Whither Afghan Aid?

The surest way to keep Afghanistan terror-free is to move as quickly as possible to rebuild the country. And that requires substantial amounts of aid. Afghans themselves can contribute mainly willing minds, whatever skill and experience they have, and muscle power.

Such aid was promised back in January at an international donors' meeting in Tokyo – $4.5 billion over five years. So far, however, little of that has trickled into the war-battered nation.

Much of what has arrived, including millions of dollars in aid from the US, has gone to immediate humanitarian needs like food. Those needs are important, and could expand as winter comes on, particularly since large numbers of Afghans who fled the wars have returned to their villages.

But longer-term needs, such as rebuilding a nearly disintegrated transportation network, sadly languish.

Yet those very tangible improvements are what the interim government of Hamid Karzai yearns for, in order to show its people that progress is being made. To date, not a single major highway-building project has been launched. Roads connecting the country's largest cities have been gouged and crumbled by war; bridges are often in ruins. Commerce and something approaching normalcy await repair of these arteries.

Speeding things up won't be easy. International and national bureaucracies grind slowly. For a country that lacks any real economy, loans from regional or international banks seem problematic. The Kabul government recently backed out of a road-building plan with the World Bank because it saw no way to repay the loans offered by the bank. And many donor countries that have promised aid grants – including, most notably, the US – are in tight budget times.

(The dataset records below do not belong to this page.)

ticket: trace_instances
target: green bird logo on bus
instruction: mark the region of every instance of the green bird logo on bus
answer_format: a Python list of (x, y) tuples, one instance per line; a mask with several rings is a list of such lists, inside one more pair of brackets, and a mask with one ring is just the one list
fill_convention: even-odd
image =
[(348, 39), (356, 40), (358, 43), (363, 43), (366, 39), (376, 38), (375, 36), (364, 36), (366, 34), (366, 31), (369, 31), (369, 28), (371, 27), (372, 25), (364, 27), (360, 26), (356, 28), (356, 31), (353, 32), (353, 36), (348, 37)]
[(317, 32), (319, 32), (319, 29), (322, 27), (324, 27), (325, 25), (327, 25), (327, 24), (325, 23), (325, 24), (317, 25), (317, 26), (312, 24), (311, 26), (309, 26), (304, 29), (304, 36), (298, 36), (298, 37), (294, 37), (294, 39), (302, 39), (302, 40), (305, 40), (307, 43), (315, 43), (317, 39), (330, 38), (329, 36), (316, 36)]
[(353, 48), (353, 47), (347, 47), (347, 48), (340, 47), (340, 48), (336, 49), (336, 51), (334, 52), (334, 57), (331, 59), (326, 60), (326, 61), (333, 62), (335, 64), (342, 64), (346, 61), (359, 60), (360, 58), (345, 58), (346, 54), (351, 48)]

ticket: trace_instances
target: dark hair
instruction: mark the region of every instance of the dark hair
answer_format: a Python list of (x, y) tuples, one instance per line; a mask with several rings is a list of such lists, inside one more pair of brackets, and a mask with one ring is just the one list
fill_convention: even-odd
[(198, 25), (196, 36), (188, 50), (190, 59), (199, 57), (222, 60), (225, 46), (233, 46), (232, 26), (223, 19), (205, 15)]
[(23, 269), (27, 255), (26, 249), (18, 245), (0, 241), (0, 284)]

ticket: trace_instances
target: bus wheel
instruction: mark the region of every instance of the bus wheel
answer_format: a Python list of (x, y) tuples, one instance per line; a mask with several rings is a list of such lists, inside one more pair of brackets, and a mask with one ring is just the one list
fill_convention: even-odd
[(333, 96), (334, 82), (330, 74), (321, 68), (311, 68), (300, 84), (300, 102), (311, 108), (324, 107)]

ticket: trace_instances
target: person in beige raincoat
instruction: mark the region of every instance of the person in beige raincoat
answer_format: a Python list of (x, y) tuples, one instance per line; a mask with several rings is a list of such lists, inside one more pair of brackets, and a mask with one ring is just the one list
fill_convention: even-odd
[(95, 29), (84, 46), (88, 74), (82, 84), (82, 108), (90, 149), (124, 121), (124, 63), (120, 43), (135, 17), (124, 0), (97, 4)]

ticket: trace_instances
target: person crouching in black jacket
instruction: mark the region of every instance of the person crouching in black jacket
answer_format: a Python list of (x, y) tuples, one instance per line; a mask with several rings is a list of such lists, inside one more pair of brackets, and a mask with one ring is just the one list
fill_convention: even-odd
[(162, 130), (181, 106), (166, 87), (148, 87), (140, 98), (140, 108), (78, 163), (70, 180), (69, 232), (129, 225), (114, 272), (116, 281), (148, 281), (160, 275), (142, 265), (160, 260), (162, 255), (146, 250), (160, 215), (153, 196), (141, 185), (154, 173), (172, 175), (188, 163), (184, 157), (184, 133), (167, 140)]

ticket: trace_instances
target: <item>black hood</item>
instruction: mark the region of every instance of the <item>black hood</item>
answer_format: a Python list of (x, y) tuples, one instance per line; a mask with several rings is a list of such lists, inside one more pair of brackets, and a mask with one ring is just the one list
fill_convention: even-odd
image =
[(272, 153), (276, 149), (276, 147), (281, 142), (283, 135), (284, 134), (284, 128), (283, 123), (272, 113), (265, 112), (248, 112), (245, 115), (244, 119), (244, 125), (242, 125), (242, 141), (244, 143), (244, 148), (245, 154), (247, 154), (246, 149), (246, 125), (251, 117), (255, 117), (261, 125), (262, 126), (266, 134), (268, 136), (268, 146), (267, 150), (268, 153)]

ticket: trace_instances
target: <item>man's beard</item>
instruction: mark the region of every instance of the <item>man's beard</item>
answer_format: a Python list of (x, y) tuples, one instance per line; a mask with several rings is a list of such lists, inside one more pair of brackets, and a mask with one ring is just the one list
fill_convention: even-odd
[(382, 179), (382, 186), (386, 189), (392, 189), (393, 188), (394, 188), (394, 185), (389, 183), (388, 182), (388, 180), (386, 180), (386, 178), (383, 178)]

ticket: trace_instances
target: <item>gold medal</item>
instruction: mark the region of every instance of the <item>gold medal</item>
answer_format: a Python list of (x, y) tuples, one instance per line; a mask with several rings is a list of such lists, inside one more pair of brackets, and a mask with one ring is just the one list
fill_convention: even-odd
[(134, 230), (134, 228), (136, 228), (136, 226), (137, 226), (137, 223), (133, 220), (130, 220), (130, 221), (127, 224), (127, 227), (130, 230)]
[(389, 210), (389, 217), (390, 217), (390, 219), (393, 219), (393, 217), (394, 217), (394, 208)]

On top of all that, Afghan cabinet ministers have complained that what aid is arriving goes primarily to international agencies and not the government for dispersal. The government itself, however, is in need of aid to strengthen institutions so it can effectively participate in rebuilding.

US soldiers and other foreign security forces are doing what they can to spread goodwill in Afghanistan – for example, distributing school supplies. And some schools and hospitals have been rebuilt. But a still very shaky Afghan government, beset by threats of ethnic division, needs much more.

The nations allied to erase terrorism from Afghanistan would do well to start stitching the country back together with serviceable roads.